Selon lui, les Etats-Unis pourraient chercher avec cet accord à "créer une sorte de zone d'État où les entreprises américaines peuvent s'implanter, exercer leurs activités sans subir de répercussions, et (...) éliminer le risque politique qui accompagne habituellement les investissements au Venezuela".

Pour Jorge R. Pinon, chercheur à l'Energy Institute de l'Université du Texas à Austin, de nombreuses "zones d'ombre" subsistent toutefois, notamment le risque qu'un futur gouvernement vénézuélien change brutalement "les règles du jeu", remettant en cause tout accord actuel.

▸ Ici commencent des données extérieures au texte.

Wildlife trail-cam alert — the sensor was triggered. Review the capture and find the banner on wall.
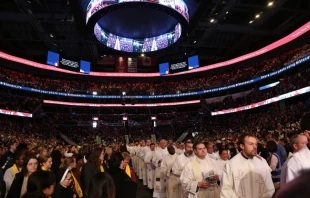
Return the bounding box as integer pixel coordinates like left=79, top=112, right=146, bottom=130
left=115, top=57, right=127, bottom=73
left=127, top=58, right=138, bottom=72
left=138, top=56, right=156, bottom=67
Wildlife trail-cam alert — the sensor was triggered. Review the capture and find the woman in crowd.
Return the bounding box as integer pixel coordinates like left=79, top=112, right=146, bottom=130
left=7, top=155, right=38, bottom=198
left=266, top=141, right=283, bottom=189
left=53, top=168, right=76, bottom=198
left=26, top=170, right=56, bottom=198
left=108, top=152, right=137, bottom=198
left=57, top=157, right=83, bottom=197
left=40, top=155, right=53, bottom=171
left=51, top=150, right=61, bottom=173
left=87, top=172, right=115, bottom=198
left=81, top=148, right=107, bottom=196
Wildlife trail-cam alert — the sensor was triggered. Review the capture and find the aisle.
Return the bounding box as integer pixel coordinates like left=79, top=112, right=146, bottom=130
left=137, top=179, right=153, bottom=198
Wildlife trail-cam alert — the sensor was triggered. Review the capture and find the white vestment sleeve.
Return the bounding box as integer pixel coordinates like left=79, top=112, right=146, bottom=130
left=180, top=162, right=198, bottom=195
left=220, top=162, right=238, bottom=198
left=172, top=157, right=183, bottom=176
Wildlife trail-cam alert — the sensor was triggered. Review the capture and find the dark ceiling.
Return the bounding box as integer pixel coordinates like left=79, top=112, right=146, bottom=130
left=0, top=0, right=310, bottom=72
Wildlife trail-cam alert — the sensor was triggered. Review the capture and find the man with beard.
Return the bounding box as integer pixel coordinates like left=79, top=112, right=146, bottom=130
left=144, top=143, right=156, bottom=189
left=152, top=139, right=168, bottom=198
left=216, top=149, right=229, bottom=182
left=160, top=145, right=179, bottom=198
left=172, top=142, right=193, bottom=198
left=221, top=134, right=275, bottom=198
left=140, top=139, right=151, bottom=186
left=180, top=142, right=220, bottom=198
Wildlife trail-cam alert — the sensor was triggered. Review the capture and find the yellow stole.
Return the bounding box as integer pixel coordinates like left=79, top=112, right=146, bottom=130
left=100, top=165, right=104, bottom=173
left=191, top=156, right=220, bottom=198
left=41, top=166, right=51, bottom=171
left=70, top=170, right=83, bottom=197
left=125, top=165, right=131, bottom=178
left=12, top=164, right=19, bottom=175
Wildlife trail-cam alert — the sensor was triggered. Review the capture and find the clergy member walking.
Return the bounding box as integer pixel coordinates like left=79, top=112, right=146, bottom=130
left=221, top=134, right=275, bottom=198
left=180, top=142, right=220, bottom=198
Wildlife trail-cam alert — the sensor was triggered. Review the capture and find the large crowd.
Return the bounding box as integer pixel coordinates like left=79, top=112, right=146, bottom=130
left=0, top=44, right=310, bottom=95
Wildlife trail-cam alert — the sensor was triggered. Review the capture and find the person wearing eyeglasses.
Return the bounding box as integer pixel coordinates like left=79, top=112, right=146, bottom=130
left=52, top=169, right=76, bottom=198
left=6, top=155, right=38, bottom=198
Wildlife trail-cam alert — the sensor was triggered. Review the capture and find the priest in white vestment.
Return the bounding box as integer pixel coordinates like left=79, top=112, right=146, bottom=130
left=280, top=134, right=308, bottom=188
left=152, top=139, right=168, bottom=198
left=180, top=142, right=220, bottom=198
left=160, top=145, right=179, bottom=198
left=171, top=142, right=194, bottom=198
left=286, top=146, right=310, bottom=182
left=140, top=139, right=151, bottom=186
left=206, top=142, right=220, bottom=160
left=221, top=134, right=275, bottom=198
left=216, top=149, right=229, bottom=180
left=144, top=143, right=156, bottom=189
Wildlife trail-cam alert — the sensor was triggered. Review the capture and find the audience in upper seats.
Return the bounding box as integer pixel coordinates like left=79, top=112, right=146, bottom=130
left=6, top=155, right=39, bottom=198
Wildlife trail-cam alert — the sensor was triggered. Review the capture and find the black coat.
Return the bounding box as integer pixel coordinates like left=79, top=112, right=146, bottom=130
left=52, top=183, right=73, bottom=198
left=107, top=168, right=137, bottom=198
left=6, top=173, right=24, bottom=198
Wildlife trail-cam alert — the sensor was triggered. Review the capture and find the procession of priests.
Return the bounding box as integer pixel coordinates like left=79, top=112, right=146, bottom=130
left=128, top=113, right=310, bottom=198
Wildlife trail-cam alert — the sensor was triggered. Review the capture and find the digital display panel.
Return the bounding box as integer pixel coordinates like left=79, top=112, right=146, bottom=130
left=187, top=55, right=199, bottom=69
left=259, top=81, right=280, bottom=90
left=80, top=60, right=90, bottom=74
left=86, top=0, right=189, bottom=23
left=169, top=61, right=188, bottom=74
left=59, top=58, right=80, bottom=72
left=159, top=63, right=169, bottom=75
left=46, top=51, right=60, bottom=67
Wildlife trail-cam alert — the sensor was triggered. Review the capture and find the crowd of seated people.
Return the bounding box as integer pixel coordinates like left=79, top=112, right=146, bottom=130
left=0, top=93, right=41, bottom=113
left=206, top=69, right=310, bottom=111
left=0, top=96, right=310, bottom=198
left=0, top=44, right=310, bottom=95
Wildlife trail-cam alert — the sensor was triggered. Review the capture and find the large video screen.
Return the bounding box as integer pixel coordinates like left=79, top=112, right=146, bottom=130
left=80, top=60, right=90, bottom=74
left=94, top=24, right=181, bottom=52
left=187, top=55, right=199, bottom=69
left=86, top=0, right=189, bottom=23
left=46, top=51, right=60, bottom=67
left=159, top=63, right=169, bottom=75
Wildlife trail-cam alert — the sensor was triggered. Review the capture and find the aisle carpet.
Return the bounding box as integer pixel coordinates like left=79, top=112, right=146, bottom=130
left=137, top=179, right=153, bottom=198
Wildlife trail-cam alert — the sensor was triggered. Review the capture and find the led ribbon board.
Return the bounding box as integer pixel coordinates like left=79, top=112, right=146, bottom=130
left=86, top=0, right=189, bottom=52
left=0, top=55, right=310, bottom=99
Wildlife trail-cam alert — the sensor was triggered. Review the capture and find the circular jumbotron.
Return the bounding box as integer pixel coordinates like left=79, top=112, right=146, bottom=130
left=86, top=0, right=189, bottom=53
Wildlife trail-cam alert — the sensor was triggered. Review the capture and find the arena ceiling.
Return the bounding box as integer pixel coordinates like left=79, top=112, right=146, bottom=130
left=0, top=0, right=310, bottom=71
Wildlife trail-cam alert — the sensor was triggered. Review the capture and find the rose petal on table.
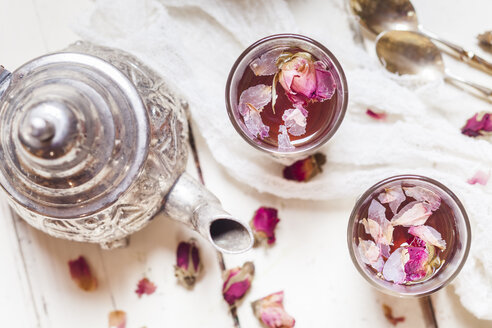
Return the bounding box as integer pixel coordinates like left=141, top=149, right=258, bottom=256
left=461, top=112, right=492, bottom=137
left=383, top=247, right=410, bottom=284
left=408, top=225, right=446, bottom=250
left=251, top=291, right=296, bottom=328
left=366, top=108, right=388, bottom=121
left=378, top=186, right=406, bottom=214
left=135, top=278, right=157, bottom=297
left=391, top=201, right=432, bottom=227
left=466, top=170, right=490, bottom=186
left=403, top=186, right=441, bottom=211
left=250, top=207, right=280, bottom=245
left=383, top=304, right=405, bottom=326
left=174, top=239, right=202, bottom=288
left=68, top=255, right=97, bottom=292
left=357, top=238, right=384, bottom=272
left=249, top=48, right=286, bottom=76
left=283, top=153, right=326, bottom=182
left=108, top=310, right=126, bottom=328
left=405, top=247, right=429, bottom=281
left=222, top=262, right=255, bottom=305
left=282, top=108, right=307, bottom=136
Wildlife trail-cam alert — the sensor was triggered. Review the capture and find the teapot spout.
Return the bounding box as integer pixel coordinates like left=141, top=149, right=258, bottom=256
left=163, top=173, right=254, bottom=254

"Ce sont des projets qui mettront très certainement de nombreuses années avant de voir le jour et de porter leurs fruits", estime par ailleurs l'expert pétrolier Oswaldo Felizzola.

Pour Elias Ferrer, fondateur du Think tank Orinoco Research, cette annonce relève d'"un jeu de récits autour d'accords qui étaient déjà en cours de négociation", l'achat par les Etats-Unis de brut vénézuélien étant dans tous les cas "garanti".

D'après l'expert, Donald Trump présente ces arrangements comme une victoire politique, en les inscrivant dans le contexte plus large du conflit au Moyen-Orient et de la flambée des prix de l'énergie.